The Supreme Court Has Raised Teaching Standards For Special Needs Students

Pupils are writing in their copybooks

The Supreme Court has unanimously raised education standards for students with disabilities around the United States. The 8-0 decision further specified teaching requirements, stating that a child’s “educational program must be appropriately ambitious in light of his circumstances” and “every child should have the chance to meet challenging objectives” whether they are learning in or out of regular education classrooms, The Washington Post reports.

The case began in a lower court, when parents of a child with autism and attention deficit disorder argued that the Colorado Department of Education should pay their son’s private school tuition, because the public school education was allegedly inadequate, The Atlantic reports. The courts ruled in favor of the school district, citing the Individuals with Disabilities Act (IDEA). The act ensures that children with special needs have “free appropriate public education.” When the case headed to the Supreme Court, the justices ruled in favor of the parents, further specifying IDEA.

A recent study showed that 96% of parents believe that proper instruction can make up for the limitations of a learning disability. The Supreme Court seems to agree. The court’s ruling eliminates the possibility of a blanket IEP, or Individual Education Plan. The Atlantic reports that educators are now fully required to base an IEP off of individual strengths and weaknesses, fostering an opportunity for actual academic improvement.

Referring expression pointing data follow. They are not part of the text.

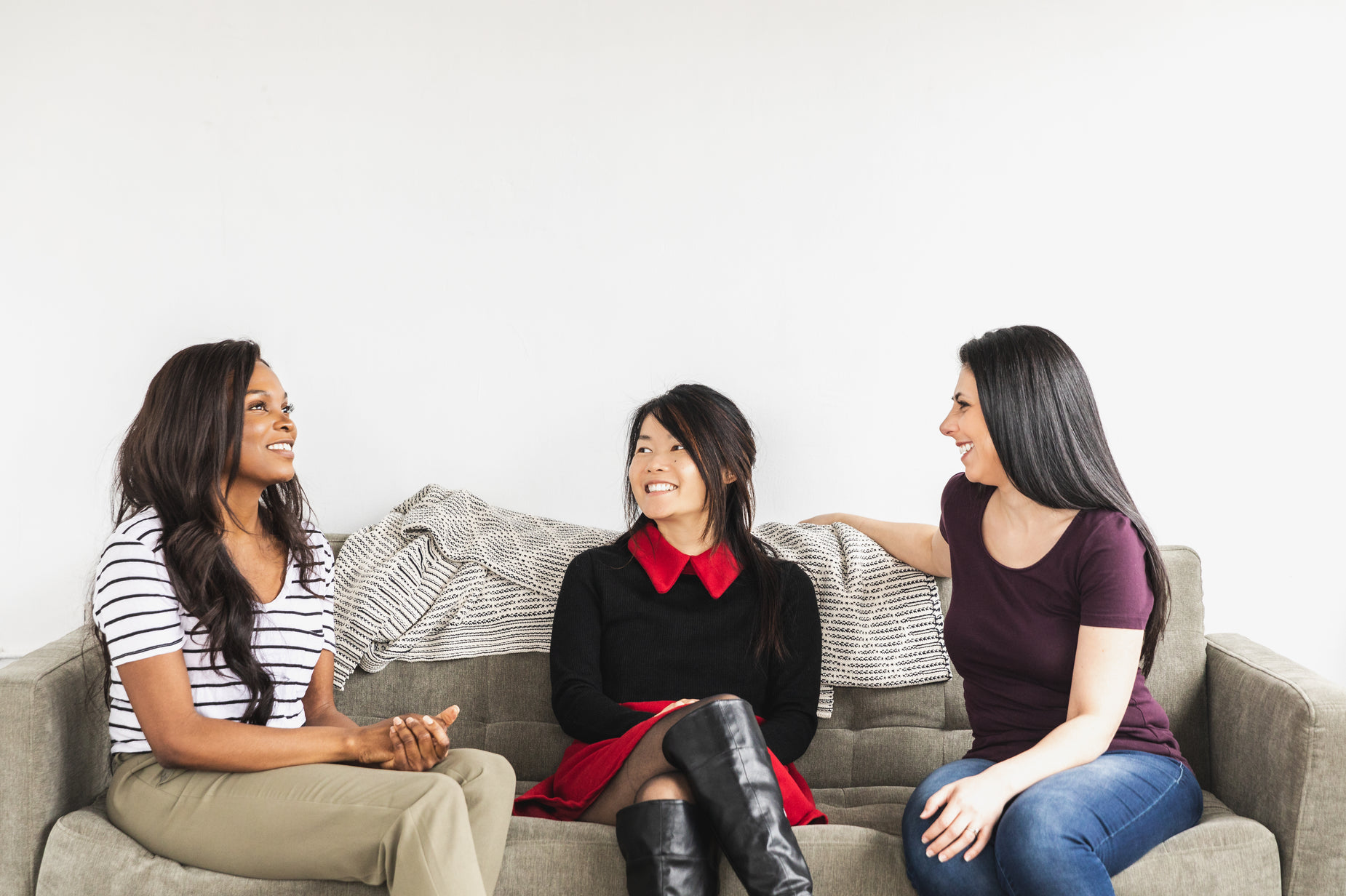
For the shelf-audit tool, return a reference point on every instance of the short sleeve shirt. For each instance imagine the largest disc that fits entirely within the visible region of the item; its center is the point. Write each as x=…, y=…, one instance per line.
x=138, y=611
x=1013, y=633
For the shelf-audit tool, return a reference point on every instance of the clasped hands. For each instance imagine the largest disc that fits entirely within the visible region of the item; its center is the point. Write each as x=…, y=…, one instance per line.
x=408, y=742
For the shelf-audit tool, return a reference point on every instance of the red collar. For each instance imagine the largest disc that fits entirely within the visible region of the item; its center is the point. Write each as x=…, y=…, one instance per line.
x=664, y=563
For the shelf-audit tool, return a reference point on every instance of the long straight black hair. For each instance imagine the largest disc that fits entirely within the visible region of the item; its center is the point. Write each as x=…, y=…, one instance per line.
x=719, y=440
x=180, y=457
x=1042, y=419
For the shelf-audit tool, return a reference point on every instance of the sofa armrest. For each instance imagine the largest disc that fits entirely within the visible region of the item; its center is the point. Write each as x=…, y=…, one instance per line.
x=1278, y=753
x=53, y=750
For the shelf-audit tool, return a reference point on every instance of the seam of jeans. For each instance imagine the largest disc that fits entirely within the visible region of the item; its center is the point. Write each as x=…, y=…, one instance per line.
x=1157, y=801
x=1182, y=769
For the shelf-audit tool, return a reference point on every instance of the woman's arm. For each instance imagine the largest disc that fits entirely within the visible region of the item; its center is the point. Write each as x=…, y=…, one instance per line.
x=790, y=715
x=918, y=545
x=579, y=704
x=1100, y=692
x=180, y=737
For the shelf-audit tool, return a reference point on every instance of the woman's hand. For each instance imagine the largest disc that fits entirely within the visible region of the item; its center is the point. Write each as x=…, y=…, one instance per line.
x=405, y=743
x=676, y=704
x=972, y=807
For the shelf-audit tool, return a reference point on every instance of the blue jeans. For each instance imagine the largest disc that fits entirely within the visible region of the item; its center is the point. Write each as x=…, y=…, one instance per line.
x=1067, y=833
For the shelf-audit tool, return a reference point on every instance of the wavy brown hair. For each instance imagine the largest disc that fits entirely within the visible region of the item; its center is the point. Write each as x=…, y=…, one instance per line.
x=719, y=440
x=180, y=457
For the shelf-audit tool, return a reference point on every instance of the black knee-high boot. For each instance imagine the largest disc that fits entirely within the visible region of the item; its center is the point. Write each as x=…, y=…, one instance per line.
x=719, y=747
x=669, y=849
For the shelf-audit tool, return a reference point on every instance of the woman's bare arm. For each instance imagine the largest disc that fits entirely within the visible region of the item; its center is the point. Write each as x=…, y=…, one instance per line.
x=180, y=737
x=918, y=545
x=1100, y=692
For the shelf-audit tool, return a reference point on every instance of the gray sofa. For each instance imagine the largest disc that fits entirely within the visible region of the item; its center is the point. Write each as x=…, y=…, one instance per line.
x=1265, y=736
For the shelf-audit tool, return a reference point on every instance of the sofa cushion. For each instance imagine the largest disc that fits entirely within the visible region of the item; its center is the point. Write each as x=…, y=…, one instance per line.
x=875, y=736
x=858, y=856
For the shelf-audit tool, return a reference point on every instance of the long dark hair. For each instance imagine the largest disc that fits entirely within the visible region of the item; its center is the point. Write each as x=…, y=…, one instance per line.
x=186, y=438
x=719, y=440
x=1042, y=419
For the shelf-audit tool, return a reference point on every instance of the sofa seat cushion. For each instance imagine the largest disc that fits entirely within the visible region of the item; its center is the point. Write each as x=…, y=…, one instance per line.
x=858, y=856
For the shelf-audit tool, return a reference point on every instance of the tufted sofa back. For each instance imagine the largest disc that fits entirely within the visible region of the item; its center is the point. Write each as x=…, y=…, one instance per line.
x=875, y=736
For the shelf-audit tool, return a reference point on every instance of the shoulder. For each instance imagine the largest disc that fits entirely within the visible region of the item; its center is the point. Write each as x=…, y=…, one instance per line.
x=1108, y=533
x=959, y=492
x=134, y=541
x=796, y=584
x=144, y=529
x=595, y=561
x=316, y=540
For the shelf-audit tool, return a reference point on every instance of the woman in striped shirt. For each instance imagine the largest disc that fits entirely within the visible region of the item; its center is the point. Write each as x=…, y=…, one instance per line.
x=213, y=601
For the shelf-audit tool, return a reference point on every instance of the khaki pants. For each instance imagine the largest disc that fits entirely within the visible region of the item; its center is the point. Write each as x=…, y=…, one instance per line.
x=437, y=833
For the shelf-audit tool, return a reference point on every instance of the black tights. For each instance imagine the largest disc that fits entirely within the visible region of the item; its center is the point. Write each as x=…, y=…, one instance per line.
x=646, y=774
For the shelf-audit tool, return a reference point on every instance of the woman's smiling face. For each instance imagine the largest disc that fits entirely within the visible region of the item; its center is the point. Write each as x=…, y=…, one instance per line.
x=267, y=454
x=968, y=430
x=664, y=478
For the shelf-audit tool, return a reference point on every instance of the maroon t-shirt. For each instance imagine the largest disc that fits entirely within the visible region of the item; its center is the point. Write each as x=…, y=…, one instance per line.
x=1013, y=633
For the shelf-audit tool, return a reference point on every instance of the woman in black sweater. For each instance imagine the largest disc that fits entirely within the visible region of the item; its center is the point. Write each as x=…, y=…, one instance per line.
x=685, y=663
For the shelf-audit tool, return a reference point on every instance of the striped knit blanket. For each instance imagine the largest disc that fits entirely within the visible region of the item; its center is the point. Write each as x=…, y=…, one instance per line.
x=447, y=576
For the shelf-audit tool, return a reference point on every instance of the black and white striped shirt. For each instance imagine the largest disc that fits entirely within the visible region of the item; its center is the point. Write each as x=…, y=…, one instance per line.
x=139, y=614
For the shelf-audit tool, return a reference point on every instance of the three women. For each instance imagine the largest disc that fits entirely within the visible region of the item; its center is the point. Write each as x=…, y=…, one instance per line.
x=685, y=658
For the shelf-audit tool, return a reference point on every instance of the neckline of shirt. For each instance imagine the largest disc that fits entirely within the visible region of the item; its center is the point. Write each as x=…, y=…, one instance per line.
x=664, y=564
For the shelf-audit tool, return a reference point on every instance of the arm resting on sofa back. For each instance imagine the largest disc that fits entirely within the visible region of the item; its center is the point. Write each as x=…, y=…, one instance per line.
x=1278, y=753
x=54, y=748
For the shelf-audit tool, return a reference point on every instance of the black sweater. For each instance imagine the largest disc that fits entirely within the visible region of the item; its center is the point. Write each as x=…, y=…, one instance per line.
x=617, y=641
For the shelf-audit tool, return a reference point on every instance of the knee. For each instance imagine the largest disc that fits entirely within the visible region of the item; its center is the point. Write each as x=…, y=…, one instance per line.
x=481, y=771
x=666, y=786
x=1037, y=832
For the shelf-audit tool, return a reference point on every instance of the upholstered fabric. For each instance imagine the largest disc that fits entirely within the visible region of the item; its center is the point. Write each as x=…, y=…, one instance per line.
x=1274, y=750
x=859, y=856
x=1279, y=755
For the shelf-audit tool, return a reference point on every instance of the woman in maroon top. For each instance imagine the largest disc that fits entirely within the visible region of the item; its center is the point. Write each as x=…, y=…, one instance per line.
x=1059, y=599
x=685, y=663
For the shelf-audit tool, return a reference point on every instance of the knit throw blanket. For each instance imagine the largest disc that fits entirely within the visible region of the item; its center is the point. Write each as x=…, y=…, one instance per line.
x=447, y=576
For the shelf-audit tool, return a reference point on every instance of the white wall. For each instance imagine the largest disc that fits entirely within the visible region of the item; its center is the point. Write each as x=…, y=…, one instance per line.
x=471, y=237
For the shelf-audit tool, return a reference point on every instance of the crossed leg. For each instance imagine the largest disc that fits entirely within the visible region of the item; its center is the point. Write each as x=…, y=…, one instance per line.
x=645, y=774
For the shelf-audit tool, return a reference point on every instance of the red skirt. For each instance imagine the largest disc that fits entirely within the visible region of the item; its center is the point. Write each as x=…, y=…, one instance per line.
x=587, y=769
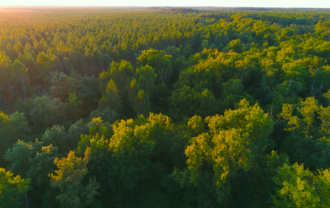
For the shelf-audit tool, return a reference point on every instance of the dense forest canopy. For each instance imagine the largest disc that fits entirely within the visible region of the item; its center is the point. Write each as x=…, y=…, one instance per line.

Chief Justice John Roberts signed the opinion of the case, which read, “It cannot be right that the IDEA generally contemplates grade-level advancement for children with disabilities who are fully integrated in the regular classroom, but is satisfied with barely more than de minimis progress for children who are not.”

In the United States, there are approximately 5.5 million students enrolled in private schools, according to the National Center for Education. This compares to the about 50.4 million students enrolled in public schools. Because of this ruling, students learning in both systems should have equal opportunity for advancement.

“The impact will be positive,” Lindsay Jones, a vice president of the National Center for Learning Disabilities said in a statement to The Atlantic. “The court clearly states that special-education children shouldn’t just be in the room. They must advance appropriately.”